1931 Henderson 1,301cc KJ Four
Engine no. KJ 30694
Founded by Tom and William Henderson in Detroit in 1912, Henderson built nothing but four-cylinder motorcycles in its 19-year existence. In 1917 the firm passed into the control of Chicago-based cycle maker Ignaz Schwinn, owner of Excelsior. Schwinn shifted production from Detroit to the Excelsior factory in Chicago and soon abandoned the Hendersons' original design, which was replaced by one drawn up by Henderson engineer Arthur O Lemon. Introduced for 1920, the all-new Excelsior-built Henderson Model K boasted a 1,301cc sidevalve engine equipped with forced lubrication, a twin-downtube frame, strengthened front fork and enclosed rear chain. Modifications to the De Luxe (introduced for 1922) mainly concentrated on improvements to the gearbox. Top speed was a guaranteed 80mph and with the optional alloy pistons installed a De Luxe could touch 100mph, an astonishing performance for the time and one matched by few contemporary cars. Police forces across America snapped them up. Most importantly, its forced lubrication meant that the new Henderson could sustain these high speeds with a degree of reliability unattainable by its splash-lubricated predecessors.

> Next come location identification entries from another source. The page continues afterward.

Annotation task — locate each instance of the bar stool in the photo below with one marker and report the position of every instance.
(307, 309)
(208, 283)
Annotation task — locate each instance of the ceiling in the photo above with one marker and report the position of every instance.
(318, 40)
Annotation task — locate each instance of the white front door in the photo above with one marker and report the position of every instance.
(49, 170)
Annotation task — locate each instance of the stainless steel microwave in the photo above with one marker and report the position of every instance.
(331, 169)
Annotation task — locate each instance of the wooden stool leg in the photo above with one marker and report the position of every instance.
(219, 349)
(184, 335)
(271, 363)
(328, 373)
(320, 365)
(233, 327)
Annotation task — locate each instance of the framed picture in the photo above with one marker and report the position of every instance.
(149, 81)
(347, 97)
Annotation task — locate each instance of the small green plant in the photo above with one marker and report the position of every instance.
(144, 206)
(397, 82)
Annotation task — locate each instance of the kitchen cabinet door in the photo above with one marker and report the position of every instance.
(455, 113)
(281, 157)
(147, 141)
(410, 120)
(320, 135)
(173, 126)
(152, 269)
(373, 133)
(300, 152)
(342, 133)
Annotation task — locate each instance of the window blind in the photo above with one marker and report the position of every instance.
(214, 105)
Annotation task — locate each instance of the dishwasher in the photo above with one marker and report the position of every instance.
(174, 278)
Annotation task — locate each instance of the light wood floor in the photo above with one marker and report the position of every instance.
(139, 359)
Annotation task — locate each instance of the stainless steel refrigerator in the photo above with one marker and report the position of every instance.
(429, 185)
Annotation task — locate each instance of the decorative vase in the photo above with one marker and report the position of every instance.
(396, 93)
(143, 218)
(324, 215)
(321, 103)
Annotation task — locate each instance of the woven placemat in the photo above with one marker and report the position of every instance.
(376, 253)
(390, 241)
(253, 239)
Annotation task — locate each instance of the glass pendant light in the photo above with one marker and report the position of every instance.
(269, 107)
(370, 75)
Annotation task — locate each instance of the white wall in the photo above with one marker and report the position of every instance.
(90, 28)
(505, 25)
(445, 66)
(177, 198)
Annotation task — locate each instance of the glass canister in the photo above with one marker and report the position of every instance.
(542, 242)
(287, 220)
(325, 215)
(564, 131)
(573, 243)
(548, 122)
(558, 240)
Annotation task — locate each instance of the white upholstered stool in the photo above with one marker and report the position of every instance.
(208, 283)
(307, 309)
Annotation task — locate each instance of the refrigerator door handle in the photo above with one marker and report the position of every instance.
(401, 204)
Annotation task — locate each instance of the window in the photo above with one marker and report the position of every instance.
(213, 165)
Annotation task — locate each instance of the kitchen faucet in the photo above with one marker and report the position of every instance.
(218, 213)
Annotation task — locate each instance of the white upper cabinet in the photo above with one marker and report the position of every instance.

In competitions, standard Henderson Fours often had the beating of tuned v-twins, and numerous detail improvements were made throughout the 1920s to ensure that the Henderson remained 'the finest motorcycle in the world'. Nevertheless, by the decade's end it had become obvious something better was needed to stay ahead of the pack. The result was the 'KJ', designed by ex-Harley-Davidson engineer, Arthur Constantine. Introduced in April 1929, the KJ reverted to 'F-head' valve gear while incorporating a five bearing crankshaft (replacing the old three-bearing item) and increased cylinder finning among a host of other improvements. In addition, the handsome newcomer boasted sleek, up-to-the-minute styling, earning itself the sobriquet 'the Streamline Henderson'. Producing 40bhp at 4,000rpm (or 45 horsepower in KL form) the Streamline Henderson proved exceptionally smooth and tractable, being capable of accelerating from 10mph to over 100mph in top gear. Sales were encouraging but with the Depression biting, Ignaz Schwinn decided to quit while he was ahead, ending production of all Henderson and Excelsior motorcycles in 1931. Although it might be argued that production was ended prematurely, Henderson was at least spared the ignominy of going into decline, bowing out as 'the finest motorcycle in the world' with its reputation intact.
Dating from the final year of Henderson production, this restored KJ was previously owned in Switzerland and comes with Swiss registration papers dating from 1988.
- The frame number for this lot should read KJ30694.
The engine number for this lot should read KJ30694.
Contraire to the cataloguing, there is no Swiss registration paper accompanying this lot.